On Windows, use cmd /c to launch npx:

{
  "mcpServers": {
    "sequential-thinking": {
      "command": "cmd",
      "args": [
        "/c",
        "npx",
        "-y",
        "@modelcontextprotocol/server-sequential-thinking"
      ]
    }
  }
}

docker

{
  "mcpServers": {
    "sequentialthinking": {
      "command": "docker",
      "args": [
        "run",
        "--rm",
        "-i",
        "mcp/sequentialthinking"
      ]
    }
  }
}

To disable logging of thought information set env var: DISABLE_THOUGHT_LOGGING to true.

Usage with VS Code

For quick installation, click one of the installation buttons below...

Install with NPX in VS Code Install with NPX in VS Code Insiders

Install with Docker in VS Code Install with Docker in VS Code Insiders

For manual installation, you can configure the MCP server using one of these methods:

Method 1: User Configuration (Recommended) Add the configuration to your user-level MCP configuration file. Open the Command Palette (Ctrl + Shift + P) and run MCP: Open User Configuration. This will open your user mcp.json file where you can add the server configuration.

Method 2: Workspace Configuration Alternatively, you can add the configuration to a file called .vscode/mcp.json in your workspace. This will allow you to share the configuration with others.

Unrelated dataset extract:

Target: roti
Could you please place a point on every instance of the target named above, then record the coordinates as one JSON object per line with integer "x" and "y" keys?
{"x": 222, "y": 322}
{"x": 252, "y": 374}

For more details about MCP configuration in VS Code, see the official VS Code MCP documentation.

For NPX installation:

{
  "servers": {
    "sequential-thinking": {
      "command": "npx",
      "args": [
        "-y",
        "@modelcontextprotocol/server-sequential-thinking"
      ]
    }
  }
}

On Windows, use:

{
  "servers": {
    "sequential-thinking": {
      "command": "cmd",
      "args": [
        "/c",
        "npx",
        "-y",
        "@modelcontextprotocol/server-sequential-thinking"
      ]
    }
  }
}

For Docker installation:

{
  "servers": {
    "sequential-thinking": {
      "command": "docker",
      "args": [
        "run",
        "--rm",
        "-i",
        "mcp/sequentialthinking"
      ]
    }
  }
}

Usage with Codex CLI

Run the following:

npx

codex mcp add sequential-thinking npx -y @modelcontextprotocol/server-sequential-thinking

Building

Docker:

docker build -t mcp/sequentialthinking -f src/sequentialthinking/Dockerfile .

License

This MCP server is licensed under the MIT License. This means you are free to use, modify, and distribute the software, subject to the terms and conditions of the MIT License. For more details, please see the LICENSE file in the project repository.